Reference counting is a programming technique of storing the number of references, pointers, or handles to a resource, such as an object, a block of memory, disk space, and others.

Garbage Collection edit

Garbage collection refers to freeing of heap-allocated memory. The heap memory must be freed eventually. Either the programmers code must explicitly free it, or some automatic system mechanism is required.

The most common mechanism is mark and sweep. This is where the system knows of certain top-level classes (Threads and windows mostly). It follows all the references from these "Known" classes to every class that can be reached and marks each class. When it's done, it "sweeps" (gets rid of) every unmarked class.

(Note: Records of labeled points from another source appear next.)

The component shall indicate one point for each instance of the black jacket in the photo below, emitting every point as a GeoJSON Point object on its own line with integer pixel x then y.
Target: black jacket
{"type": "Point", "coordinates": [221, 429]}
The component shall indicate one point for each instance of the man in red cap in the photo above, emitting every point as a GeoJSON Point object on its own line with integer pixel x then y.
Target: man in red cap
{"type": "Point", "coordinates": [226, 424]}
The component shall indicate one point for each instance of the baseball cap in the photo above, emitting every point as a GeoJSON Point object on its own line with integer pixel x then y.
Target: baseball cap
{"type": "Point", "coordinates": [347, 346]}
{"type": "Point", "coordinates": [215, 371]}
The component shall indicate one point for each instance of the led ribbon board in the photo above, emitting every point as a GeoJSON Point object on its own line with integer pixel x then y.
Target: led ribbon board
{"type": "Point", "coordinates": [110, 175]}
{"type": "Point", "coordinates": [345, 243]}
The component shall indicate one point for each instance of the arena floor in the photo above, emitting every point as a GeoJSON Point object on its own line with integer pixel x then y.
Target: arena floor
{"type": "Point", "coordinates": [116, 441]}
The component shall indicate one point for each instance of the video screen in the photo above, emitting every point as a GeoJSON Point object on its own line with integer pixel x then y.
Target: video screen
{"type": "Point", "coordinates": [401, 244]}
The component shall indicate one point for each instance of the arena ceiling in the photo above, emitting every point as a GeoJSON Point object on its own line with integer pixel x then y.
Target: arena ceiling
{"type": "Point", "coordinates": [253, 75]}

Garbage Collection is a huge enabler of Object Oriented development—it completely changes the way you design. With code-based memory management it is necessary to have some way to track an object. If it is created on the stack, it will be deleted when the method exits (so instances passed outside your method will become invalid). If it is created on the heap, some object must delete it manually—so if your method is going to create an object and pass it to two other objects that both retain the object, you have a problem. Who deletes the object? The original method can't because it will have exited before the two objects are finished with it, and the two objects shouldn't know anything about each other.

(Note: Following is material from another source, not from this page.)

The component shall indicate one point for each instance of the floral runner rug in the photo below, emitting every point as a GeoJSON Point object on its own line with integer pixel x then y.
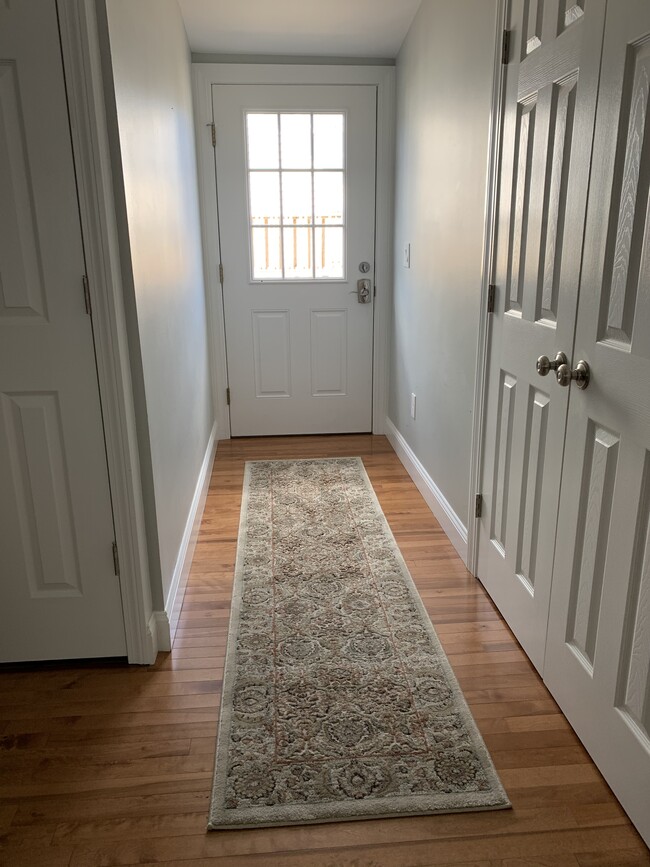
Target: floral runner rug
{"type": "Point", "coordinates": [338, 701]}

This type of problem is often solved with "Reference counting" which is another form of garbage collection, but a manual one. It also leads to fewer long-lived, free-roaming classes being created since they have to be tracked.

GC solves problem, that of ownership. If you are programming in a language with Garbage Collection, you may create classes on the fly, pass them off, retain a copy or forget about it... You really can't go wrong. When all instances have been "Forgotten", the class disappears.

The drawback is that GC tends to take a solid chunk of time. This is less true lately as at least Java has threaded GC and the ability to limit the amount of time GC will run. There are actually dozens of tuning and reporting options and the ability to select from multiple GC systems to fit your need.

GC Implementations run from trivial (instance counting) to amazingly complex. The current default Java VM uses a multi-tiered system with different mechanisms for new, middle-aged and old objects. For instance, since almost all new objects tend to die almost instantly, the first section (Eden) is divided in half. When one half becomes full, the currently referenced objects are copied to the other side. The system switches to using the "new" side and completely forgets about the old half. There is no explicit code invoked to delete objects that are already gone.

This means that GC can actually be more efficient than traditional allocation/free since there is no free operation for nearly all objects.

Garbage collection should be considered essential to OO Design.

Persistence edit

Persistence is simply the act of having objects that "Stick around" between invocations of your program.

This can be trivial (Just serializing an object out when exiting, serializing it back in when loading) to a full OO-database implementation.

Hibernate is a good program that sits between your application and a database and ensures that your objects are properly persisted.

Serialization edit

Serialization is converting an object to a stream of bytes that can then be saved to a file or transmitted over a network.